To solve linear first-order differential equations, we often use an ingenious method called the

• Integrating Factor. It is a clever tool that transforms the equation into an easily solvable form.
• The main idea is to multiply the differential equation by a function that simplifies it.

For the given problem, we express the equation in the standard form: \[ \frac{\mathrm{d} y}{\mathrm{d} x} + P(x)y = Q(x) \]By identifying \(P(x)\) from the equation as \(\frac{2}{x}\), we compute the integrating factor \(\mu(x)\):

• This is done by taking the exponential of the integral of \(P(x)\); thus, \(\mu(x) = e^{\int \frac{2}{x} \, dx} = x^2\).
• Multiplying the original differential equation by this integrating factor allows us to express the left side as a derivative.

Multiplying transforms the equation to \[ x^3 \frac{\mathrm{d} y}{\mathrm{d} x} + 2x^2 y = x^4 \] which simplifies to \[ \frac{\mathrm{d}}{\mathrm{d} x} (x^2 y) = x^4 \].This technique greatly simplifies solving these types of equations by making them integrable.

Differential equations consist of equations involving a function and its derivatives.
A linear first-order differential equation fits the specific form:

• \( \frac{\mathrm{d} y}{\mathrm{d} x} + P(x)y = Q(x) \)
• It is labeled 'first-order' because it involves the first derivative, \( \frac{\mathrm{d} y}{\mathrm{d} x} \).

These equations are "linear" concerning the unknown function \(y\) and its derivative.
This means they do not contain terms like \(y^2\) or \( (\frac{\mathrm{d} y}{\mathrm{d} x})^2 \), which would make them nonlinear.
They are the simplest type of differential equations to solve, and incorporating an integrating factor allows you to convert them into equations that can be directly integrated. By following this process, the given problem is straightforwardly transformed and solved.

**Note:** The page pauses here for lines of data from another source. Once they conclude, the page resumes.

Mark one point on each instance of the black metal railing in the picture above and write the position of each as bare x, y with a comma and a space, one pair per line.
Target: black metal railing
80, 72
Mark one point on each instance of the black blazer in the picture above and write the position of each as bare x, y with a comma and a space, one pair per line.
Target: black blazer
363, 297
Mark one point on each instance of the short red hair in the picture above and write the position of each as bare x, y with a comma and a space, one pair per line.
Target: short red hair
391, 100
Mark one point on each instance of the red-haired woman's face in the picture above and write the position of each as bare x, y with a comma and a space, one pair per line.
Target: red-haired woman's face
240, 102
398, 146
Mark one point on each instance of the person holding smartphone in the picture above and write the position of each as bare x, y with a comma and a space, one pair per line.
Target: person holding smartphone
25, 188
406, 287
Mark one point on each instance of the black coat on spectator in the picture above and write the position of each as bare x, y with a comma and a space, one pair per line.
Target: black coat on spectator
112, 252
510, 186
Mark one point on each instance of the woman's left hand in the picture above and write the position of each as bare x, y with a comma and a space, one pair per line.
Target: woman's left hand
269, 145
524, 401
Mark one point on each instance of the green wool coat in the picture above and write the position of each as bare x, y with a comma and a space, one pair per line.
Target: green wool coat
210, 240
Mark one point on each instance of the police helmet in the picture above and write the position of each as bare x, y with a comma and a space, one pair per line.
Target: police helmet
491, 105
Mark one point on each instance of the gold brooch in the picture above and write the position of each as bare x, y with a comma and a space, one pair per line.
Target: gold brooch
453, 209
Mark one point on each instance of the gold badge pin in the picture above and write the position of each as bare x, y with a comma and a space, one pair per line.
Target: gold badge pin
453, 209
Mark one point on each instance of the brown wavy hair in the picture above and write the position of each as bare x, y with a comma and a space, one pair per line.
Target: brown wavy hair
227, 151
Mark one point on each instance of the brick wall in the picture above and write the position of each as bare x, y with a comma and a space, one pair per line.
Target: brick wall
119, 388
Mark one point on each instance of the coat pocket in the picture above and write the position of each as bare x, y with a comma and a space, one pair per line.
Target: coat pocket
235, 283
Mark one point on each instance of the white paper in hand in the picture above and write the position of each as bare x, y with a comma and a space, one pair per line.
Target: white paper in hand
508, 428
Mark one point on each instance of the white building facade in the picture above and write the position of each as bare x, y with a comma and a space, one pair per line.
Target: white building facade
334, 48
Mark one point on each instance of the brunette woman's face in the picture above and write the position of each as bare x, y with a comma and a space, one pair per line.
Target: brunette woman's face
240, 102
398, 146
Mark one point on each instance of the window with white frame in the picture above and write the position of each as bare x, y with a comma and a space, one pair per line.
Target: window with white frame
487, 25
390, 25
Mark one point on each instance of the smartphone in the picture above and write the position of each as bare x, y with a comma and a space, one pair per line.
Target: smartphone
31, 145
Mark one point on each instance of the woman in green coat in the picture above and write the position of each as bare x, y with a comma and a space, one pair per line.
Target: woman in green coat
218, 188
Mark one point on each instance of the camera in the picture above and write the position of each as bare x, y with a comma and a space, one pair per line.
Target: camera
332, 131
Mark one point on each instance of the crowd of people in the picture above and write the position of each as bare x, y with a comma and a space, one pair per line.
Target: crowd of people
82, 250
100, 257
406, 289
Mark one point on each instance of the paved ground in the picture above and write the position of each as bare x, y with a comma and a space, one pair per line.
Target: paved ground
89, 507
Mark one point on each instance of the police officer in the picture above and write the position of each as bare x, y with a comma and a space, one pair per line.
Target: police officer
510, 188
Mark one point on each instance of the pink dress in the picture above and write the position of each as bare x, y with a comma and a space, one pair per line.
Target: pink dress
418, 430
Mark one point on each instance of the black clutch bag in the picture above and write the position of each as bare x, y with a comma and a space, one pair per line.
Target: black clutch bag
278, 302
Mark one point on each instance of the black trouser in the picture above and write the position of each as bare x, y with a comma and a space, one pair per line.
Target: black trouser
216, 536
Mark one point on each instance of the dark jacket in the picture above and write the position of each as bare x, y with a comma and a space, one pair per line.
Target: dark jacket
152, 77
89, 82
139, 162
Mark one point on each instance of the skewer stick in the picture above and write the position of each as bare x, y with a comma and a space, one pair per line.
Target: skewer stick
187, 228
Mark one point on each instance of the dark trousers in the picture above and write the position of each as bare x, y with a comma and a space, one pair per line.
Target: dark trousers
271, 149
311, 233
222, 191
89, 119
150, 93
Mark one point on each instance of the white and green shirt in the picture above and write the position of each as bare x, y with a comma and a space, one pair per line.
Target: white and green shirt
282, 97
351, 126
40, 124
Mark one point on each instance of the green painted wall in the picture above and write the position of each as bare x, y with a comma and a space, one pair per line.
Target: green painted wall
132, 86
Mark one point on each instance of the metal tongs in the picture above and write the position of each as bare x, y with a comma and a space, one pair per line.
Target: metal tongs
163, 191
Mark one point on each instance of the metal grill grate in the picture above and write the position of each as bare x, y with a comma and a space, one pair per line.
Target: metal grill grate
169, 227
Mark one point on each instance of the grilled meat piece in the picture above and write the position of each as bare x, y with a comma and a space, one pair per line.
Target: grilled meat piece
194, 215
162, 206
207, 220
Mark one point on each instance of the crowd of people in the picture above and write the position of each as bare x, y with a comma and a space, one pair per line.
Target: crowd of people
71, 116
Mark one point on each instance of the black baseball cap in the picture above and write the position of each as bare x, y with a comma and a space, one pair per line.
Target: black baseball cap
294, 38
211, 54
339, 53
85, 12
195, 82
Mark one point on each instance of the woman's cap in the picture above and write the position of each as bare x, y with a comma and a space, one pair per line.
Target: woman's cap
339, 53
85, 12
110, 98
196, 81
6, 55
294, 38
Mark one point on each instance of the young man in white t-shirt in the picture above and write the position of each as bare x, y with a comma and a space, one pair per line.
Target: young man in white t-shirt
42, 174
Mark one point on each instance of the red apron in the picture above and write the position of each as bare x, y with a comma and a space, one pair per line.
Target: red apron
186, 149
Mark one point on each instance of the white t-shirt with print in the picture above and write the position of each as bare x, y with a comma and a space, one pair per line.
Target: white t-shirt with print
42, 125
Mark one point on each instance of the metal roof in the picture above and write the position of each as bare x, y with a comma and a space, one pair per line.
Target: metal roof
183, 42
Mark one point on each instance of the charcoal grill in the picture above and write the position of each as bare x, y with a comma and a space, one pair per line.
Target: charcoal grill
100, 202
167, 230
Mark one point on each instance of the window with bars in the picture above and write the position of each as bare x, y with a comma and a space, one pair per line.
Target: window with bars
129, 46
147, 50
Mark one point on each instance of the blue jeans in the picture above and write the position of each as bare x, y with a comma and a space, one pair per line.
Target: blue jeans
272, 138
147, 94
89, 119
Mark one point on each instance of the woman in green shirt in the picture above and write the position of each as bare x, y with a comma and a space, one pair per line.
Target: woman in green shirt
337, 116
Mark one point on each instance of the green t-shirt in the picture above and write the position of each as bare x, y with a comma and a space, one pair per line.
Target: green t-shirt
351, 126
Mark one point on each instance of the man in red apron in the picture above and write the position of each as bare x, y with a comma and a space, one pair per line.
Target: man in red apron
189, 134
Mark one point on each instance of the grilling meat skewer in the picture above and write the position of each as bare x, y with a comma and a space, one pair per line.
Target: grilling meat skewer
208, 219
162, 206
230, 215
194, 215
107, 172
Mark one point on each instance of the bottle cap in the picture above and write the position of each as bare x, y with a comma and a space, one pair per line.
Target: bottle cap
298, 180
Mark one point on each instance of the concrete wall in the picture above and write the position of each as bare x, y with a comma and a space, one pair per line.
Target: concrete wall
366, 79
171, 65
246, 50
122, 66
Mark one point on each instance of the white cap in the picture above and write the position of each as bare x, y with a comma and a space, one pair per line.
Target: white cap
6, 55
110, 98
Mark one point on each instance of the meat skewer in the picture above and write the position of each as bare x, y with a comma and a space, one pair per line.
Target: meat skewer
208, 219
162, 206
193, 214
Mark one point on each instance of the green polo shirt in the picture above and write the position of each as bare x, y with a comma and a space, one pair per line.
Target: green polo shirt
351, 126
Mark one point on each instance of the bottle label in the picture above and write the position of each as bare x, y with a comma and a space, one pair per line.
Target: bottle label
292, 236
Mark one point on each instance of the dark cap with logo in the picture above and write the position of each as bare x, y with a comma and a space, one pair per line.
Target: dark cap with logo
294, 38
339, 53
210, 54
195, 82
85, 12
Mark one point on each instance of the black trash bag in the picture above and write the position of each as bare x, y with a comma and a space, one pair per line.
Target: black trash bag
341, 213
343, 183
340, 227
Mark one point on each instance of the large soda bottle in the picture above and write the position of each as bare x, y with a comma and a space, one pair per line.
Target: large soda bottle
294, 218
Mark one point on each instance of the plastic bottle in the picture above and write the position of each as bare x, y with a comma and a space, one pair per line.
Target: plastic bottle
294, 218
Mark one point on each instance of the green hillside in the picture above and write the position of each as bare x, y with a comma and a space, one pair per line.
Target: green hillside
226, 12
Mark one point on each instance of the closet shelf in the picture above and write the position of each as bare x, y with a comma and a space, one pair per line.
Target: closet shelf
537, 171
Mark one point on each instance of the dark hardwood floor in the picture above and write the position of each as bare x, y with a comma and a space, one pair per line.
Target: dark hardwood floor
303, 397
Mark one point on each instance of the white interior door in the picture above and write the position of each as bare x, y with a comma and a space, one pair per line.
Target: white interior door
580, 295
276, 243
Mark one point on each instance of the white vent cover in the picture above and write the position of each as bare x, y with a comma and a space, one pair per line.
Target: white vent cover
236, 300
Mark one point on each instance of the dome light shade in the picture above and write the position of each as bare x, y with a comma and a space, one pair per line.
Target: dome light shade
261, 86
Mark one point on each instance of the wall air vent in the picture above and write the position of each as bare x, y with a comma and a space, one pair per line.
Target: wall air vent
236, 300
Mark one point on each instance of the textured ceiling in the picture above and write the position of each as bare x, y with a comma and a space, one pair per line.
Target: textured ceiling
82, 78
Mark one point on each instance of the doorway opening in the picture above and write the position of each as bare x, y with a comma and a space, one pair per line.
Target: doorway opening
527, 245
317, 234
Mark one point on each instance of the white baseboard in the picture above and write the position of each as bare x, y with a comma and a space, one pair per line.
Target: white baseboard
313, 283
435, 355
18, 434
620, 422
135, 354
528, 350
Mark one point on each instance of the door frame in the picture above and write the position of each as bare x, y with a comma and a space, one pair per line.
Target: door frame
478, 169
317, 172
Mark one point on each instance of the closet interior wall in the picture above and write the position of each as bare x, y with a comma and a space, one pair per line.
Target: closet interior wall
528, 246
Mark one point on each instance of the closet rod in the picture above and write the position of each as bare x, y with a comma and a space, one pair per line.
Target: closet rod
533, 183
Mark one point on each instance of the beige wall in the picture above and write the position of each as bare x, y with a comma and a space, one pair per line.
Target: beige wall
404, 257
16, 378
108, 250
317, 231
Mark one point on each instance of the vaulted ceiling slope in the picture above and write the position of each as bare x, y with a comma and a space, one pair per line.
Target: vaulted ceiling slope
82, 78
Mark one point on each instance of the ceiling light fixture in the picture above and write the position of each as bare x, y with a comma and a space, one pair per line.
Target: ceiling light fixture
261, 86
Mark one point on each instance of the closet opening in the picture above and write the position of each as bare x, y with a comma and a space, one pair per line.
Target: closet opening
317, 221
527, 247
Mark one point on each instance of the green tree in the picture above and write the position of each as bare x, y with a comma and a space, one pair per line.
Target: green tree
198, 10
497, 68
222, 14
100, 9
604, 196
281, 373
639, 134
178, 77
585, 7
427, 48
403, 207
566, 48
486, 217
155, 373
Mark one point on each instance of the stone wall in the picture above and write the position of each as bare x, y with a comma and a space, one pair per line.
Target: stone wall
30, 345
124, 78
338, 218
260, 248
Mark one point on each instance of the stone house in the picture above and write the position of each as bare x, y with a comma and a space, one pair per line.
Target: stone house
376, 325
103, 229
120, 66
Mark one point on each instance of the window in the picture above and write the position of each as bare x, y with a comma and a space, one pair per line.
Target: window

An initial value problem (IVP) is a type of problem involving differential equations, where the solution must satisfy a certain condition at a specific point.
In other words, you have a starting point that the solution must pass through. For the given exercise:

• The differential equation is solved such that the function \(y\) meets the condition \(y(1) = 1\).
• This condition allows us to determine the constant of integration, \(C\), after we integrate.

For the exercise, after solving and integrating, we applied the initial condition by substituting \(x = 1\) and \(y = 1\), resulting in \(y = \frac{x^3}{5} + \frac{4}{5x^2} \).
Without the initial condition, we would have multiple possible solutions due to the arbitrary constant \(C\).
However, with this given point, we uniquely determine the solution, ensuring our answer is specific and aligns with the real-world scenario or problem being modeled.